On se demande donc ce que nous combattons au Sahel et pourquoi Al-Qaida dans la péninsule Arabique (AQPA) a revendiqué l’attaque de Charlie Hebdo (AQPA
n’était peut-être pas au courant que l’ennemi c’était Daech)...celle-là même qui a provoqué l'engagement de l'opération Sentinelle.
Suit une démonstration un peu laborieuse sur le fait que c’était Daech qui a commencé les hostilités et pas nous (ce qui est évidemment faux sauf à considérer, mais
pourquoi pas, que des prises d’otages sont des actes de guerre). On s’efforce de démontrer ensuite que Daech n’est pas un Etat mais qu'il fait quand même tout comme un Etat, totalitaire qui
plus est (ce qui relève de l'évidence). Cœur du problème stratégique, ce proto-Etat dispose d’une « armée terroriste » qui pratique
le « terrorisme militarisé ».
S'il décrit en détail l’idéologie de l’Etat islamique, le cabinet du ministre, dont certains membres travaillaient pour le mandat précédent, ne fait aucune
référence au fait que cette organisation existe sous d'autres noms depuis 2003 et sous ce nom depuis dix ans.

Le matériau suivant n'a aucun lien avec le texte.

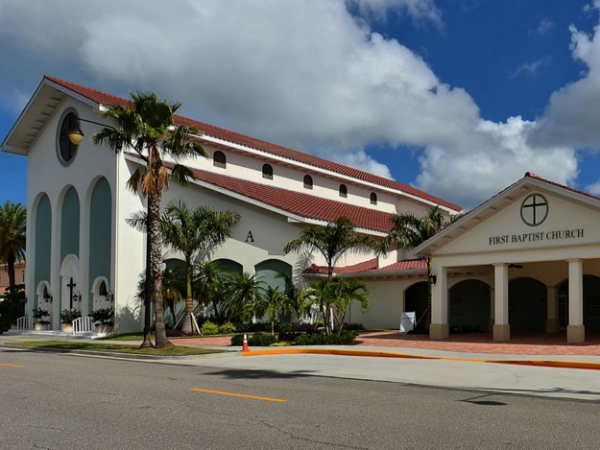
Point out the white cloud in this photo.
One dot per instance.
(531, 69)
(545, 26)
(306, 74)
(571, 117)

Tout semble avoir commencé en 2013. Il est vrai qu'avant que les Américains nous
demandent de les suivre en 2014 et même lorsque l’Etat islamique ravageait une bonne partie du pays et tenait une partie de Bagdad (2006), cela n’intéressait pas la France. D'un point de vue
opérationnel et tactique, la vraie nouveauté n'est pas la capacité de mener des attaques terroristes sophistiquées ou de les combiner avec des modes d'action conventionnels, cela fait au moins
depuis douze ans qu'ils le font, mais bien la capacité à mener des opérations régulières de grande ampleur. Qualifier au passage, le « terrorisme militarisé » de Daech
comme une « rupture majeure » est proprement stupéfiant. Les rescapés des attaques de Luxor (1997 quand même !), Mumbaï ou Nairobi, entre autres, apprécieront. Une rupture
majeure c’est donc quand la France est surprise par un mode d’action pourtant utilisée ailleurs depuis des années.
Je suis plutôt d’accord en revanche avec cette distinction entre l’ennemi qui doit être traité sur le sol national comme un criminel et comme un combattant à
l’étranger, ce qui ne relève pas du même droit. Il y a sans doute l’intention de ne pas politiser ce qui peut se passer à l’intérieur et donc de le circonscrire à des cas individuels criminels
mais dans ce cas-là, on ne voit pas très bien alors ce que font les armées (et donc le ministère de la défense) sur le territoire national. L’explication est donnée juste après : l’ennemi est
militarisé (rupture majeure donc), la sécurité du territoire doit donc être aussi militarisée (« contre-terrorisme militaire ») et c’est là qu’intervient le ministère de la défense,
soutenu dans ce plan par les états-majors, surtout celui de l’armée de terre, afin de tenter de sauver désespérément tout ce qui peut l’être face à Bercy (autre adversaire visé peut-être aussi
par l’ouvrage).
La partie qui suit, "Comment vaincre", est une justification de ce qui a été fait jusqu’à présent.
Au Levant, on agit forcément dans le cadre d’une coalition et on aide à la libération des territoires sous la coupe de Daech.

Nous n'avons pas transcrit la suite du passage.